Whether you support a family member that is a child or an adult, it is wise to think ahead.

RDSPs opened by parents for children: If you have opened an RDSP for your child, as the parent, you can continue to act as the Account Holder once they become an adult.  Alternatively, you can act as co-Account Holder with them or you can pass on the responsibility of Account Holder on to them.  This can all be done at the financial institution by completing the appropriate forms.

RDSPs opened by guardians for children:  If you have opened an RDSP for a child for whom you are the guardian, you can NOT continue to act as the Account Holder once they become adults.  In this instance, you can pass the responsibility on to them or if that’s not appropriate, they will need to make a Representation Agreement naming you or another person to assist them or act on their behalf, or you will need to apply for a Committeeship Order.

If you are an Account Holder for the RDSP of an adult, you need to plan for your replacement.

Parents:  If you are Account Holder of your adult son or daughter’s RDSP, you need to think about who will act if you cannot.  Is it your son or daughter, themselves, or your son or daughter with support or another person?  If it will be another person, then you need to have your son or daughter do a Representation Agreement to appoint them.   With a Rep Agreement, it is possible to name more than one Representative and to name alternate Representatives.    They are designed to be good, flexible future planning tools.

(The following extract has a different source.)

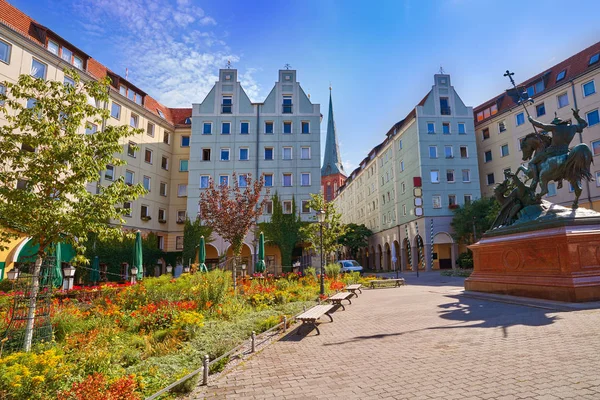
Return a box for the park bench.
[345,283,363,298]
[295,304,336,335]
[326,291,354,311]
[369,278,405,289]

Representatives:  If you are an Account Holder that is authorized by a Representation Agreement, there may already be co- or alternate Representatives.  If not the Beneficiary of the RDSP needs to redo the Agreement to name either more than one Representative or to name alternates.

Committees:  If you are an Account Holder that is authorized by a Committeeship Order, there may be more than one Committee named.  If there is not, you will need to speak to your lawyer about going back to court to have joint or alternate Committees names.  The cost involved in this is one of the disadvantages of a Committeeship Order; every time you want to make a change there are significant costs involved.